To model the sampled-data systems, we consider an ideal sampler that samples a physical signal \(r(t)\) every \(T\) seconds and generates a series of impulses with weights \(r(kT),\; \; k=0,1,\ldots .\)
Mathematically, the sampler output, \(r^{*} (t)\), represents multiplication of \(r(t)\) with an impulse train, given as:
\[r^{*} (t)=\sum _{k=0}^{\infty } r(kT)\delta (t-kT) \nonumber \]
By applying the Laplace transform to the sampled signal \(r^{*} (t)\), we obtain:
\[r^{*} (s)=\sum _{0}^{\infty } r(kT)e^{-skT} \nonumber \]
Since sampling time, \(T\), is constant, we can change the variable to: \(z=e^{sT}\), to represent the sampled signal as:
\[r(z)=\sum _{0}^{\infty } r(kT)z^{-k} \nonumber \]
where \(r(z)\) defines the \(z\)-transform of the sampled signal, \(r(kT)\).
7.1.2 The z-transform
The \(z\)-transform is the Laplace transform equivalent in the case of sampled-data systems.

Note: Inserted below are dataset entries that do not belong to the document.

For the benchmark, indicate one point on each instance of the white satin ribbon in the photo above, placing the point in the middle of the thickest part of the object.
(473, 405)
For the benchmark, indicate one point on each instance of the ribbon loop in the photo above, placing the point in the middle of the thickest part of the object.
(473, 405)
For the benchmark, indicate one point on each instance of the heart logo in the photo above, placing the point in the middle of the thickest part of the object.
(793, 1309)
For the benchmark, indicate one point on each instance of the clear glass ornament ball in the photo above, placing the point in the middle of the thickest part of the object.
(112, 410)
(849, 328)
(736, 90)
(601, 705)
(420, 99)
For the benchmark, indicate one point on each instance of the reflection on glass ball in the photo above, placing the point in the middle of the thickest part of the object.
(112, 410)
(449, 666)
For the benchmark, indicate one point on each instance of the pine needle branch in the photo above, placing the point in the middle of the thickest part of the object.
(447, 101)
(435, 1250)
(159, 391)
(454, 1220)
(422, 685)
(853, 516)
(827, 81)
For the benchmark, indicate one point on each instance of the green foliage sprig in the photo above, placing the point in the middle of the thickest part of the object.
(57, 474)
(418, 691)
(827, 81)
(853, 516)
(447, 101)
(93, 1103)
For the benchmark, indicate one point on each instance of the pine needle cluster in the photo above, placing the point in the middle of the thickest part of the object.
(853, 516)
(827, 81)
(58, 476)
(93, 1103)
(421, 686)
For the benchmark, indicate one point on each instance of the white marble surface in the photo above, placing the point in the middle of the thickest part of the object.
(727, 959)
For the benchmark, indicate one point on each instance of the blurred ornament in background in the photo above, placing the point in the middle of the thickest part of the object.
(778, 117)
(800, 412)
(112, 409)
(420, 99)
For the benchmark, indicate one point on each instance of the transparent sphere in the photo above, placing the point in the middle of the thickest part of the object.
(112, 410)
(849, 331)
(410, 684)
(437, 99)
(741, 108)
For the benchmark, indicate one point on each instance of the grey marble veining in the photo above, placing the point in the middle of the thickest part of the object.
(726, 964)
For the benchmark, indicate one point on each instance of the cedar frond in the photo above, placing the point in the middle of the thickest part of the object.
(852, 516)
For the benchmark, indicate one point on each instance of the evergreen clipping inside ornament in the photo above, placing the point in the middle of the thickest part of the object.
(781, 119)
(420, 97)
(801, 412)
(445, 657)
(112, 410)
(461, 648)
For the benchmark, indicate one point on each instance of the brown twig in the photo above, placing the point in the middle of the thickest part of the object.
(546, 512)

The domain of the \(z\)-transform includes real- or complex-valued number sequences.
Assuming the number sequence, \(r(kT)\), is obtained by sampling a real-valued signal \(r\left(t\right)\), the time dependence may be suppressed to represent the sequence as: \(r\left(k\right)=\left\{r\left(0\right), r\left(1\right),\dots \right\}\). The z-transformed sequence is given as:
\[r(z)=z[r(kT)]=\sum _{0}^{\infty } r(k)z^{-k} \nonumber \]
The transformed sequence, \(r(z)\), represents a rational function of a complex variable \(z=\left|z\right|e^{j\theta }\).
The \(z\)-transform of a unit-step sequence: \(u(k)=\{ 1,\; 1,\; \ldots \}\) is given as:
\[u(z)=\sum _{0}^{\infty } z^{-k} =\frac{1}{1-z^{-1} } ;\; \; |z^{-1} |<1 \nonumber \]
The convergence of the above geometric series is conditioned on: \(|z^{-1} |<1\), or \(|z|>1\)which defines its region of convergence (ROC); the ROC is outside of the unit-circle: \(e^{j\theta },\ 0\le \theta <2\pi\) in the complex \(z\)-plane.
Let \(r(t)=e^{-at} u(t)\); then \(r(kT)=\{ 1,\; e^{-aT} ,e^{-2aT} ,\ldots \}\). Hence,
\[r(z)=\sum _{0}^{\infty } e^{-akT} z^{-k} =\frac{1}{1-e^{-aT} z^{-1} } ;\; |e^{-aT} z^{-1} |<1 \nonumber \]
The ROC is outside of the circle of radius \(e^{-aT}\) in the complex \(z\)-plane.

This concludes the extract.